Juan Vázquez Rojo: El choque entre Estados Unidos y China va a pillar en medio de ese sándwich a muchos países
En la entrevista concedida a El Independiente, el economista Juan Vázquez Rojo analiza el resurgimiento de China como superpotencia mundial, un proceso que detalla en su libro *El regreso de China* (Península). El autor sostiene que el país asiático está retomando una posición que considera natural después de superar lo que llama el «siglo de la humillación», periodo que abarcaría desde las Guerras del Opio hasta la fundación de la República Popular en 1949.

Según Vázquez Rojo, la gran diferencia de la respuesta china a la crisis financiera de 2008 radica en la rápida reorientación del modelo exportador hacia el mercado interno. Ante la caída de la demanda occidental, el gobierno aprobó un paquete de estímulo superior al 10 % del PIB, destinado mayormente a infraestructuras—puertos, aeropuertos, carreteras y redes de telecomunicaciones—y al desarrollo de ciudades. Esa política, aunque generó una burbuja inmobiliaria que hoy presenta problemas, permitió a China reducir su dependencia del exterior.
Impacto de la adhesión a la OMC y la estrategia estadounidense
La incorporación de China a la Organización Mundial del Comercio a finales de los noventa se percibió como una puerta abierta a la democratización, según la visión entonces dominante del presidente Bill Clinton. Sin embargo, la realidad fue distinta: China se integró, creció a tasas de dos dígitos y consolidó una industria tecnológica sin modificar su sistema político. Vázquez Rojo explica que la estrategia de EE. UU. buscaba subordinar a China dentro de un orden liderado por Washington, pero el país asiático utilizó la integración para alcanzar una capacidad competitiva “de tú a tú” con Estados Unidos.
En el ámbito de la confianza económica, el autor destaca la planificación a largo plazo de China mediante planes quinquenales que han enfocado recursos en energías limpias, vehículos eléctricos, inteligencia artificial y semiconductores. Esta visión ha generado estabilidad para los sectores estratégicos, aunque reconoce que la economía china enfrenta dificultades, sobre todo en el mercado inmobiliario, que ha registrado caídas superiores al 10 % anual desde 2022.
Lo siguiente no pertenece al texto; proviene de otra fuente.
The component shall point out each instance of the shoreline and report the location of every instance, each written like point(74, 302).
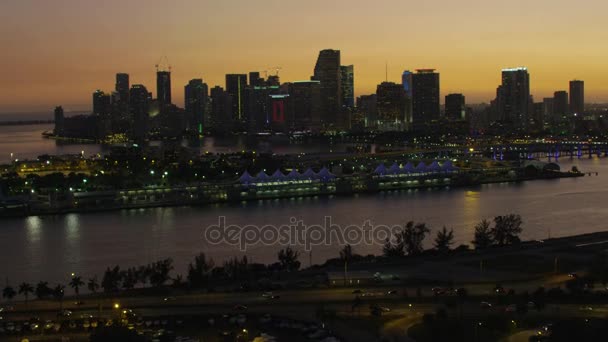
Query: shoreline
point(237, 197)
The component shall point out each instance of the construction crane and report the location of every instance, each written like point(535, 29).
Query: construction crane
point(163, 64)
point(276, 70)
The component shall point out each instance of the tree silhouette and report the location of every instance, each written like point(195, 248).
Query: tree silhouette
point(413, 237)
point(93, 285)
point(43, 290)
point(444, 240)
point(58, 293)
point(507, 229)
point(199, 271)
point(111, 279)
point(25, 289)
point(346, 254)
point(76, 283)
point(9, 293)
point(483, 235)
point(288, 258)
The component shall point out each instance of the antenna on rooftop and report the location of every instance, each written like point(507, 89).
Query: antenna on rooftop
point(163, 64)
point(386, 71)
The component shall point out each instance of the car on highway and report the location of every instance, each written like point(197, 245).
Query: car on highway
point(485, 305)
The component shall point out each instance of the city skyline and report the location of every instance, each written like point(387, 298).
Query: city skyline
point(67, 68)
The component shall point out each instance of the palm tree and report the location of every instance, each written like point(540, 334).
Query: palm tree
point(444, 240)
point(9, 293)
point(25, 289)
point(346, 255)
point(93, 284)
point(43, 290)
point(76, 283)
point(58, 293)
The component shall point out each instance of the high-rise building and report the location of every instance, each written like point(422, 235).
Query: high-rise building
point(368, 106)
point(347, 73)
point(140, 99)
point(235, 87)
point(195, 101)
point(577, 97)
point(102, 103)
point(163, 88)
point(221, 107)
point(455, 107)
point(327, 71)
point(406, 82)
point(425, 97)
point(273, 80)
point(122, 89)
point(513, 97)
point(59, 121)
point(390, 104)
point(560, 103)
point(306, 105)
point(255, 79)
point(548, 110)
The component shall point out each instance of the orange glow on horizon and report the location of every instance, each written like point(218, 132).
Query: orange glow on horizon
point(58, 52)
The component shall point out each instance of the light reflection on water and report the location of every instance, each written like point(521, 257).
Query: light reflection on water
point(51, 247)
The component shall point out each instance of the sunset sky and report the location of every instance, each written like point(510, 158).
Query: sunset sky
point(57, 52)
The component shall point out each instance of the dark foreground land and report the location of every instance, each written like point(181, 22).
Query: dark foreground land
point(551, 289)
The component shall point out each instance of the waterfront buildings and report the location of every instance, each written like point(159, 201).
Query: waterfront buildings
point(306, 105)
point(328, 73)
point(195, 102)
point(560, 103)
point(236, 85)
point(140, 100)
point(577, 97)
point(513, 98)
point(347, 73)
point(425, 98)
point(163, 87)
point(390, 106)
point(102, 103)
point(122, 90)
point(455, 107)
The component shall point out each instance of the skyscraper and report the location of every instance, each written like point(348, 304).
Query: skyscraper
point(347, 74)
point(122, 89)
point(327, 71)
point(560, 103)
point(195, 101)
point(390, 106)
point(140, 105)
point(101, 103)
point(235, 87)
point(455, 108)
point(255, 79)
point(59, 121)
point(163, 87)
point(221, 106)
point(306, 105)
point(367, 105)
point(425, 97)
point(577, 97)
point(513, 97)
point(406, 82)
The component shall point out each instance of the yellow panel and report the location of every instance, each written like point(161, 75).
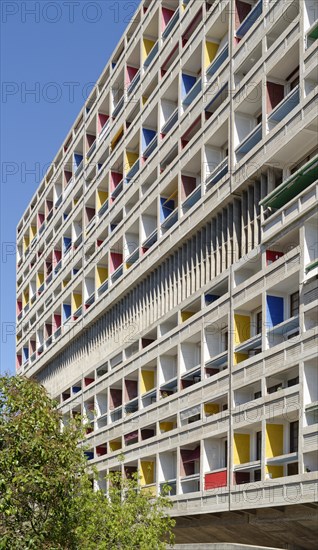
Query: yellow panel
point(101, 197)
point(101, 275)
point(147, 380)
point(211, 408)
point(147, 472)
point(186, 315)
point(76, 301)
point(166, 426)
point(275, 471)
point(242, 325)
point(238, 357)
point(130, 159)
point(39, 279)
point(274, 440)
point(241, 448)
point(209, 53)
point(147, 46)
point(114, 445)
point(151, 491)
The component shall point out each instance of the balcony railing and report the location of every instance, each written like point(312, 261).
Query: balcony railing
point(217, 173)
point(192, 198)
point(118, 273)
point(150, 147)
point(250, 140)
point(193, 93)
point(250, 19)
point(170, 220)
point(151, 239)
point(152, 55)
point(103, 208)
point(218, 61)
point(119, 106)
point(285, 106)
point(77, 313)
point(132, 85)
point(170, 122)
point(172, 23)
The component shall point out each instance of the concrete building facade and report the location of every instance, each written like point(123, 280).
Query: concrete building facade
point(168, 264)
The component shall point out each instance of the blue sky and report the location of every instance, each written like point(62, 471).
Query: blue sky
point(44, 46)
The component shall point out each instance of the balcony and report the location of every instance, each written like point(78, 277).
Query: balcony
point(250, 141)
point(170, 122)
point(119, 106)
point(170, 220)
point(217, 174)
point(133, 83)
point(151, 55)
point(293, 186)
point(192, 94)
point(192, 199)
point(118, 273)
point(172, 23)
point(250, 19)
point(218, 61)
point(285, 106)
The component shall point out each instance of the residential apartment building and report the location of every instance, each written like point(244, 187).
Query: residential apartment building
point(168, 264)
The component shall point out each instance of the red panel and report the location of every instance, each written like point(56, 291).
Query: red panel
point(275, 94)
point(272, 256)
point(241, 11)
point(101, 121)
point(166, 16)
point(214, 480)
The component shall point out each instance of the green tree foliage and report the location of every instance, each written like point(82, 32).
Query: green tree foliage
point(46, 496)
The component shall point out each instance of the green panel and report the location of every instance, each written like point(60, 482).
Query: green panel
point(294, 185)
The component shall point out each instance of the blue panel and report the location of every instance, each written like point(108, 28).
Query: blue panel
point(166, 207)
point(78, 159)
point(147, 137)
point(66, 311)
point(66, 243)
point(274, 310)
point(187, 82)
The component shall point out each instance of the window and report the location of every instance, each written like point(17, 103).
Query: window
point(293, 437)
point(294, 304)
point(258, 445)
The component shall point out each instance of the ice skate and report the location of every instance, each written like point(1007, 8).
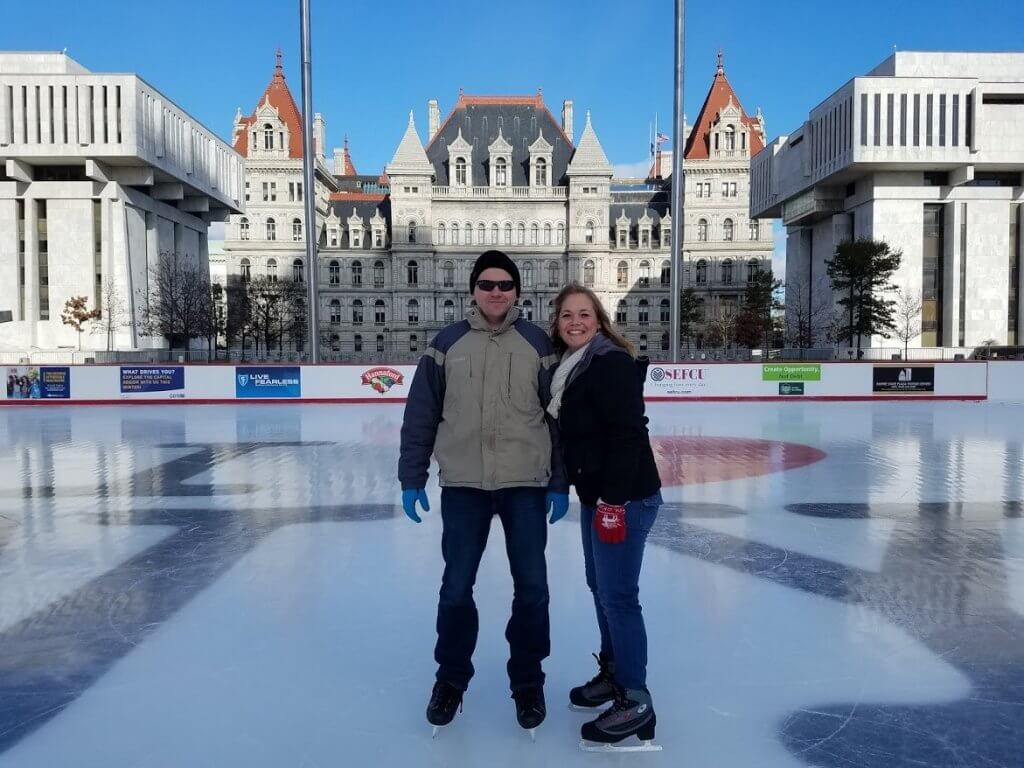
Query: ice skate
point(529, 709)
point(632, 714)
point(599, 690)
point(444, 700)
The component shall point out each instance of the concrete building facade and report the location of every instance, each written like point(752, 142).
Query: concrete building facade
point(926, 152)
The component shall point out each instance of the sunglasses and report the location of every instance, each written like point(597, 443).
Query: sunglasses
point(489, 285)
Para compensar la desaceleración inmobiliaria, el gobierno ha impulsado la manufactura avanzada, impulsando las exportaciones de vehículos eléctricos y reforzando la cadena de suministro de baterías. Este giro ha puesto presión sobre la industria europea, que lucha por competir en tecnologías emergentes.
En el caso español, la relación con China se ha intensificado, especialmente en el sector automovilístico. La alianza de Ford con la empresa china Geely en Valencia ilustra cómo España se ha convertido en un punto de convergencia entre los mercados occidental y chino. Vázquez Rojo advierte que, si bien la inversión china en fábricas de ensamblaje en Europa puede facilitar el acceso al mercado interno, la mayor parte de la cadena de valor sigue situada en China, lo que limita la creación de empleo y valor añadido en el continente.
Respecto a la carrera de semiconductores, el economista señala que, entre 2018 y 2021 China estaba rezagada, pero las restricciones estadounidenses a la exportación de chips avanzados y de maquinaria de litografía (incluyendo la presión sobre ASML) aceleraron los esfuerzos chinos por desarrollar una industria propia. Aunque aún no iguala a los chips de Nvidia, China ha avanzado más rápido de lo previsto, lo que genera alarma en Washington por su impacto en la inteligencia artificial.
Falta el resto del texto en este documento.